Purpose: Alterations in the Wnt pathway play a major role in colorectal cancer with high (MSI-H) or low microsatellite instability (MSS/MSI-L). However, the differential impact of the Wnt pathway components on these tumors is poorly understood. MMP-3 (stromelysin-1) promoter is a target of the mutator phenotype in sporadic colorectal cancer. Among MMP-3 targets, we investigated E-cadherin integrity status in both groups of tumors. Because beta-catenin is the main effector of the Wnt pathway, we have also investigated the differential cellular status of beta-catenin.

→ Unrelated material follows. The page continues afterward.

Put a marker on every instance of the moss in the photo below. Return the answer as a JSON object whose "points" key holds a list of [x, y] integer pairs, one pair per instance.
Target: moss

Experimental Design: Expression profiles of 114 genes related to the Wnt pathway were analyzed by oligo microarrays in 48 tumors classified by their MSI status. In addition, we analyzed 48 sporadic colorectal cancers for E-cadherin integrity status. We performed investigation of beta-catenin and cyclin D1 by immunohistochemistry using tissue arrays containing 96 tumors.

Results: Our data show that a group of genes that negatively regulate Wnt signaling are downregulated in MSS/MSI-L as compared with MSI-H colorectal tumors. E-cadherin truncation was significantly higher in MSS/MSI-L as compared with MSI-H tumors. Moreover, MSI-H tumors showed low or null beta-catenin nuclear presence, whereas the group of tumors classified as MSS or MSI-L displayed a high content of the nuclear beta-catenin location.

Conclusions: Our results suggest that the differential expression of genes that negatively regulate the Wnt pathway, as well as the status of E-cadherin and beta-catenin in MSI-H or MSS/MSI-L colorectal tumors, shed some light on the different clinical behavior showed by the two groups.